勝ち時計 1分33秒9 前・後半4F 47秒946秒0

12.6 – 11.2 – 11.8 – 12.3 – 12.2 – 11.1 – 10.8 – 11.9

 

 半マイル通過は47秒9。これはエイジアンウインズが勝った08年に並ぶ、レース創設後、最も遅い流れ。加えて前日の雨が残って水分を含んだ馬場の影響もあって波乱の結果となりました。

 勝ったアドマイヤリードは、道中でミッキークイーンデンコウアンジュより後ろのポジションを進みましたが、コースの内目をロスなく追い上げて4コーナーでは7番手。直線に入るとスマートレイアーソルヴェイグの間の狭いスペースをこじ開け、最後は抜け出して見事に優勝。
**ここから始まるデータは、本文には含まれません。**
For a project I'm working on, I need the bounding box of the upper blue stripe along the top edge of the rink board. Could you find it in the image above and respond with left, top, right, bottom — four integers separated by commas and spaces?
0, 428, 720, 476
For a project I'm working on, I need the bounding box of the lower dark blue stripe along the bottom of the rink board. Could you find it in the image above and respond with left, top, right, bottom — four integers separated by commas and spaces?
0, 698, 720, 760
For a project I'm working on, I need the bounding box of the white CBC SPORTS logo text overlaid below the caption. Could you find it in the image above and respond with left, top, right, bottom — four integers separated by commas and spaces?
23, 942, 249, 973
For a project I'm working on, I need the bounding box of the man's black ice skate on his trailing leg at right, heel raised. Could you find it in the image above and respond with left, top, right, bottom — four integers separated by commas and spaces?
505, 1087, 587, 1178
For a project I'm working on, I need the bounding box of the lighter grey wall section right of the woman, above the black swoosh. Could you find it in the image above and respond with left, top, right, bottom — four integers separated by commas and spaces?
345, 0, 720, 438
ルメール騎手はアドマイヤリードが長くいい脚は使えないものの、素晴らしい瞬発力を持っていることを理解し、直線では追い出しを我慢。最後にその長所、瞬発力を上手に引き出しました。また当日は馬体が研ぎ澄まされており、上々の仕上がり。そしてアドマイヤリード自身の成長力と渋った馬場に適性があったことも噛み合って勝利を引き寄せました。
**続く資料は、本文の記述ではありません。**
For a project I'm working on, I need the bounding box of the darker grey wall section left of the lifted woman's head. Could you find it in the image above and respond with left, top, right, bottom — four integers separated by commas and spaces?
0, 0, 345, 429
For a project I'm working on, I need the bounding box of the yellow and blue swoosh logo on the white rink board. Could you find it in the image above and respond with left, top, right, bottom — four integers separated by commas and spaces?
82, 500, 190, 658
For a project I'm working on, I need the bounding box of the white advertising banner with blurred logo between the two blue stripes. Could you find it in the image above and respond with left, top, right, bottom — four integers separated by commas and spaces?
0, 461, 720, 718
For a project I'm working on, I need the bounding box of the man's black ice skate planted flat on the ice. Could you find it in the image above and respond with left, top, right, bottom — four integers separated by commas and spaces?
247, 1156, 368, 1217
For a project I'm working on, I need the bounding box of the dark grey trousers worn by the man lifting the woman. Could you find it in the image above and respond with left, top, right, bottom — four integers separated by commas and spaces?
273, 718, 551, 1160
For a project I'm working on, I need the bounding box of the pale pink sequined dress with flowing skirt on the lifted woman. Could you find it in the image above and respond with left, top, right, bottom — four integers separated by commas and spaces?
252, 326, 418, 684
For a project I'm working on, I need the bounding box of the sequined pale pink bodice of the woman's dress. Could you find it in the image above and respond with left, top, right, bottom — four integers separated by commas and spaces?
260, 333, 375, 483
 2着デンコウアンジュはかなり外を回るロスがあったことを考えれば一番強い競馬でした。ミッキークイーンを瞬発力で上回り、メンバー最速タイの上がりを使っています。戦績を見ましてもムラ駆けでアテにできませんが、ツボに嵌まった時の爆発力を改めて見せつけられました。前走の福島牝馬Sは4着でしたが、いつもとは違い、向正面で一気に進出し、見せ場を作りました。あの競馬がカンフル剤と言いますか、いい刺激となって今回の好走につながったのかなとも思います。
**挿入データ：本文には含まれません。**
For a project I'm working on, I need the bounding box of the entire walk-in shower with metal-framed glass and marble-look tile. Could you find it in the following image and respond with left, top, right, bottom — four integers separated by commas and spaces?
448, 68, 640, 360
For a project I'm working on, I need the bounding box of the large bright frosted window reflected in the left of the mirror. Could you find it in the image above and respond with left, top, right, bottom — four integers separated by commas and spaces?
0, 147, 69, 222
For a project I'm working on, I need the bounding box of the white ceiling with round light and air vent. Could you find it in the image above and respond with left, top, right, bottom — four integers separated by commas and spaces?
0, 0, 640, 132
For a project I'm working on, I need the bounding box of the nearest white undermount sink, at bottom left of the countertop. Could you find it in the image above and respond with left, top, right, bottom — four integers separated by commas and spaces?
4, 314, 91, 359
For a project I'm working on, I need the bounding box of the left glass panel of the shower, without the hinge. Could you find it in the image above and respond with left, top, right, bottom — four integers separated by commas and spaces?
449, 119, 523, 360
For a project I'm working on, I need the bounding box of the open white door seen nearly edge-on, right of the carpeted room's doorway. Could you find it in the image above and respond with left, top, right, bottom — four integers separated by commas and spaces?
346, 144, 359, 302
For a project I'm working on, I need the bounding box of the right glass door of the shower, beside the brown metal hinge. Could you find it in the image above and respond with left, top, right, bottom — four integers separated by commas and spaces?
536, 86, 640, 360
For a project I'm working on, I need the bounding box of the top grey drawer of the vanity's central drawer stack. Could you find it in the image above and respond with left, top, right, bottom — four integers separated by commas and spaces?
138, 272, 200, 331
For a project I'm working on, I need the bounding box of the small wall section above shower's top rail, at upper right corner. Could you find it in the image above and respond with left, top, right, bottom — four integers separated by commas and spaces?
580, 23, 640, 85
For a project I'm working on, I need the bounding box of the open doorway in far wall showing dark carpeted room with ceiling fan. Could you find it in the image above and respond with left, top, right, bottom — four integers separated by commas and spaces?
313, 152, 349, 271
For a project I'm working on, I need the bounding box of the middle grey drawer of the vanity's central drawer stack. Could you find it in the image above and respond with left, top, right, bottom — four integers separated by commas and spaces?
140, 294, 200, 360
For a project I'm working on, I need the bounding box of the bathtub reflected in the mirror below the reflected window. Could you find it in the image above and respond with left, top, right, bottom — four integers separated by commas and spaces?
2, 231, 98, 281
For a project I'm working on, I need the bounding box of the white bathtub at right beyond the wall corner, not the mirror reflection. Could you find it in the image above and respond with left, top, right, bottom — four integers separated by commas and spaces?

 3着のジュールポレールは流れが遅かったのでコースロスを抑えられる2枠3番という枠順が好走要因のひとつでしょう。ただ、ディープインパクト産駒で今日のような馬場は決して得意ではありません。最後まで渋太く脚を使っていましたし、これは地力強化を示す内容でしたね。

 ◎を打ったミッキークイーンスタートが良く、楽に中団につけられました。前を射程圏に入れながら絶好のレース運びに映りましたが、直線では本来の瞬発力を発揮できずに7着。パドックでは数字以上に馬体を大きく見せて、いよいよ完成の域に達してきたと思ったんですが。2走ボケ、稍重の馬場・・・そのあたりが敗因になるんでしょうか。